Czwartek to pierwszy dzień, w którym obowiązują nowe przepisy dotyczące prawa pracy. Dzięki nowelizacji kodeksu możemy mówić o końcu tzw. syndromu pierwszej dniówki. Wynika z tego, że jeszcze przed rozpoczęciem pracy pracownik musi posiadać umowę na piśmie bądź pisemne potwierdzenie jej warunków.  Na pracodawców, którzy nie wywiążą się z tego obowiązku, czekają grzywny nawet do 30 tysięcy złotych.

Do tej pory przepisy zezwalały pracodawcy na uregulowanie kwestii związanych z umową do końca pierwszego dnia pracy. Skutkowało to tym, że w czasie ewentualnych kontroli padały słowa, że pracownik jest zatrudniony dopiero pierwszy dzień, więc czas na załatwienie formalności jeszcze nie minął. Zmiany mają zapewnić pracownikowi korzystanie z pełnych praw pracowniczych od samego początku podjęcia pracy.

– Zmiany dają gwarancję legalnego zatrudnienia, a co się z tym wiąże, bezpieczeństwo i komfort pracy dla pracowników – Teraz, gdy poprawia się sytuacja na rynku pracy, chcemy dbać nie tylko o jej dostępność, ale i o jakość – mówi Elżbieta Rafalska, minister Rodziny, Pracy i Polityki Społecznej.
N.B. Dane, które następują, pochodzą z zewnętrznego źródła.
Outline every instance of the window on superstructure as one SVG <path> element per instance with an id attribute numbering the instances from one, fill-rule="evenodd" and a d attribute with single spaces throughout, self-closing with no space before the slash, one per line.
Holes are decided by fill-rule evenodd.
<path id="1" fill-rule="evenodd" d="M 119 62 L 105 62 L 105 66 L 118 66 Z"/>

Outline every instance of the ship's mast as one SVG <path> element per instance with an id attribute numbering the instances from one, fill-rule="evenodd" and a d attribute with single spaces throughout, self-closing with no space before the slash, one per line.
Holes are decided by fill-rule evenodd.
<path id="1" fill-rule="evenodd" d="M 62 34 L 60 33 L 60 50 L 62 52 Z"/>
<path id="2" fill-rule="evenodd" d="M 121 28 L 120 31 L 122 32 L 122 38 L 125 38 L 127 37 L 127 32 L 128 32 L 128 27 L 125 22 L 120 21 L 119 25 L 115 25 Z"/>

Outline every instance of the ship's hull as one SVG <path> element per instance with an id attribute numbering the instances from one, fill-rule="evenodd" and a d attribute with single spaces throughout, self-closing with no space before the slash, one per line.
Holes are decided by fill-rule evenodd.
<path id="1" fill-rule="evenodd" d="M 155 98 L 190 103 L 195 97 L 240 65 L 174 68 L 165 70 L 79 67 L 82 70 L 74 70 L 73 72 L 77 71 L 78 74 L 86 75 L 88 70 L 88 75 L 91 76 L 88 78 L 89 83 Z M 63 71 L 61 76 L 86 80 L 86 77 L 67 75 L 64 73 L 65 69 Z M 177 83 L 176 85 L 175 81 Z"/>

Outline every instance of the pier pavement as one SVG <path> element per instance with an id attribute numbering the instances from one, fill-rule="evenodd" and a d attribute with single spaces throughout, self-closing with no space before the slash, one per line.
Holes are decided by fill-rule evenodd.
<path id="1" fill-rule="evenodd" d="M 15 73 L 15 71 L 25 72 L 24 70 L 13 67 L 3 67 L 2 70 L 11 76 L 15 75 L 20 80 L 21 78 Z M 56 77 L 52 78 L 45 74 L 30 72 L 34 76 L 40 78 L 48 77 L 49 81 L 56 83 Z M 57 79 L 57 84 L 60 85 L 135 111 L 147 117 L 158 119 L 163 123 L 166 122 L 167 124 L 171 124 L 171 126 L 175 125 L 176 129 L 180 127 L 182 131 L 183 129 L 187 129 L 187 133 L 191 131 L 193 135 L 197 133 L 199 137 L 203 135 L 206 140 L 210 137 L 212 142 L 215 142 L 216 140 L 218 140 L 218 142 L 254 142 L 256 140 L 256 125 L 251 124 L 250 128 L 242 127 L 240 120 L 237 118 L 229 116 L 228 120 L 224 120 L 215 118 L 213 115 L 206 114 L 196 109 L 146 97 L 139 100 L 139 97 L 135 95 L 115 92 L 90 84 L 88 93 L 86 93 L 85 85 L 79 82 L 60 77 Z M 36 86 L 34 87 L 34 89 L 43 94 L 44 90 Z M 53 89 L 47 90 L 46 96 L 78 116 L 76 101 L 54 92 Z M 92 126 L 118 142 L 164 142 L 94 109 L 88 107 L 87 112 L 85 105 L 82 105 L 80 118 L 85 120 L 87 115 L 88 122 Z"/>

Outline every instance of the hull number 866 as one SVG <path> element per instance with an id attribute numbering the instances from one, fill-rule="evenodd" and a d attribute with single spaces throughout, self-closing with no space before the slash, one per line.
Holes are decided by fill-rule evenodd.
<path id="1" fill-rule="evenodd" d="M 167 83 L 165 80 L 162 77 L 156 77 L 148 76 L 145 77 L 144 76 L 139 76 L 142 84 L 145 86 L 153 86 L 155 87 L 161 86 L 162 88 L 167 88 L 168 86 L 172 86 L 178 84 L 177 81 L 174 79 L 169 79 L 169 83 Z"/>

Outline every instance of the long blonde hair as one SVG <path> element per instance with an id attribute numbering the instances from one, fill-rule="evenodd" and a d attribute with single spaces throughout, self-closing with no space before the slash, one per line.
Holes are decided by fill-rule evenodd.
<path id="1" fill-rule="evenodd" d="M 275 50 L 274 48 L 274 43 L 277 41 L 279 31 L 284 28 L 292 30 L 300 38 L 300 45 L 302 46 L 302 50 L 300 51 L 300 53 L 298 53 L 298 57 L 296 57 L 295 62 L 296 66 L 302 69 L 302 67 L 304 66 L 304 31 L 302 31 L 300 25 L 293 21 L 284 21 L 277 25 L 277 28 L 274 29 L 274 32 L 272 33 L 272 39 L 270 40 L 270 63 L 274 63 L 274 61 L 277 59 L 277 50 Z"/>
Wzrośnie skuteczność inspektorów

Zmiany zmuszają pracodawców do wręczenia pracownikowi umowy, bądź potwierdzenia warunków jeszcze przed dopuszczeniem go do pracy. Konieczne jest, aby drugi egzemplarz posiadał zatrudniający. Ewentualne niedopełnienie wymagań będzie skutkowało karą grzywny od 1 do 30 tysięcy złotych. Kwoty pozostały niezmienione, jednak teraz inspektorom zdecydowanie łatwiej będzie udowodnić nielegalne zatrudnienie.

Rosnące problemy z syndromem pierwszej dniówki od lat pojawiały się w czasie sezonu wakacyjnego. Państwowa Inspekcja Pracy prowadziła zmasowane kontrole w branżach takich jak hotelarstwo czy gastronomia.

„Nie przechodzili próby”

Jak mówiła w rozmowie z LoveKraków.pl Anna Majerek, rzecznik Okręgowego Inspektoratu Pracy w Krakowie, inspektorzy dostawali wiele informacji i nielegalnym zatrudnieniu i zjawisku „pracy na próbę”, na kilka dni, po czym pracownik nie dostawał żadnego wynagrodzenia, słysząc, że nie przeszedł próby.

– Nielegalnie zatrudnieni pracownicy, „przeszkoleni”  na wypadek naszych kontroli, oświadczali, że są pierwszy dzień  w pracy i nie zdążyli jeszcze podpisać umowy. Wszystko świadczyło jednak o tym, że był on doskonale zorientowany w swoich obowiązkach. Często zdarzało się, że po wakacjach zgłaszali się do nas – oczywiście bez umowy i bez wynagrodzenia. Często nie była to praca tylko na czas wakacji, a zgłaszający się do nas pracowali nawet ponad rok bez żadnej umowy – mówiła Anna Majerek.